Our teacher at school hit me on the head with a cricket ball and didn't apologise.

So I decided to cut the strings of his stupid guitar. He was apoplectic, especially as he could never prove who did it.

I let off the fire extinguisher in our science block.

A teacher whacked me with his flexible metre rule and for once I wasn't actually doing anything. So I kept nicking the keys to his padlock (science block again) mangling them up and returning them.

My first taste of whiskey, vodka and rum was in the science block. My mates dad used to be the manager of Victoria Wines in Mere Green, he'd nick the drink, didn't drink much himself so I'd have it.

Hiccup.

I stole Mrs Jones cigarettes out of her handbag when she left the class for a few moments whilst I was in detention.

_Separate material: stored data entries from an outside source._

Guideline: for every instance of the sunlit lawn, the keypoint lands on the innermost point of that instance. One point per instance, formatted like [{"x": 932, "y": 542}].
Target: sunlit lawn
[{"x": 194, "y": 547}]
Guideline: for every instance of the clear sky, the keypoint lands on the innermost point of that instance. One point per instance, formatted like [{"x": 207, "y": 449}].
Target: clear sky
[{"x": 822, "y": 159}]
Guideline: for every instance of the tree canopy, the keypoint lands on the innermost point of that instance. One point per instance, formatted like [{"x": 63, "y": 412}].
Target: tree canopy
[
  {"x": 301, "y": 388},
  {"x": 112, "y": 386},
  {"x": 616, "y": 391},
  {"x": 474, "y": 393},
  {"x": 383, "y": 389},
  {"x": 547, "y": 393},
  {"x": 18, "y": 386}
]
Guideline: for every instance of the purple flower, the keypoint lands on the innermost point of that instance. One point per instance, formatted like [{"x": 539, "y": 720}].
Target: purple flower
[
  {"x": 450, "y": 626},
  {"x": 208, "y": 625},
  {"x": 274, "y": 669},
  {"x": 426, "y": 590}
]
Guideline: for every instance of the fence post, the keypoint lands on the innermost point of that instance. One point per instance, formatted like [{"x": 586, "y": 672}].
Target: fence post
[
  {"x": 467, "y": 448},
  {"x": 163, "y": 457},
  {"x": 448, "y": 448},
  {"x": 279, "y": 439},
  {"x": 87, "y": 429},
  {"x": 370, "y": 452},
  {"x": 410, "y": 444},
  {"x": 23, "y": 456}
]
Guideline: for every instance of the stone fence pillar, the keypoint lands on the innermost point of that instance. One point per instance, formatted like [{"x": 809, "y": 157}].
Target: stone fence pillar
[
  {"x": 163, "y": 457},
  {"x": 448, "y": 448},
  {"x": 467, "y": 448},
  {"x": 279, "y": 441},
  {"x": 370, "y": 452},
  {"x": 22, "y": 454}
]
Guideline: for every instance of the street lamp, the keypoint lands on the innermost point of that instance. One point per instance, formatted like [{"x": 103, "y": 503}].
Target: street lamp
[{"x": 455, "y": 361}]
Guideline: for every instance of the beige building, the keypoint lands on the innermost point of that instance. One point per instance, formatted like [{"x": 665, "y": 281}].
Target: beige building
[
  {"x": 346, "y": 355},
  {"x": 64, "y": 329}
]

I let the dogs out... and I make no apologies for that.
 
I used to walk over cars if they were parked on the footpath. One day I did so at the end of a good old drinking session not realising there was a couple copping off inside. They weren't impressed, my mates were, they nearly died laughing.

I don't see why I should have to walk in the road though, so ner ner!
 
I was walking home through the park with some mates one night after an evening in the pub. I saw something on the ground right beside the path but I couldn't make out what it was. I shouted to my mates to come and have a look when two faces peered up at me. Lol
 
Similar to Barney's when we were on a stag doo in Brighton there was this really annoying smelly old tramp in the bar trying to get free drinks off us and betting us he could down his pint in one quicker than us if we bought him one, got annoying after about an hour so my mates decided to give him a pint full of piss and he downed it in one.

Now I have to point out it wasn't my idea. I was just happily pissing away at the urinal when my mate came in with a 3/4 full glass (half guniess half piss) and asked me to top it up, so I obliged without even knowing what for.

The tramp was so proud that he drunk all that piss so quickly too. How he didn't notice I will never know.... it didn't look like Guiness by the time it was topped up.

 
A few of us used to go round swapping everyones For Sale signs over.

We even put our cricket club up for sale once.
 
I once pulled over at the side of the road to help a woman who had broken down. Turns out she had just run out of petrol so I offered to drive her to the nearest petrol station to fill up her jerry can.

As I sat there watching her fill up like a mong, with fuel spilling all down the side of the can, I thought to myself "she ain't getting back in my car with that, and making it stink of petrol!", so I just drove off. haha.

I hope she made a mental note of the way back to her car! it was only about a 2 mile walk. I'm sure she was fine.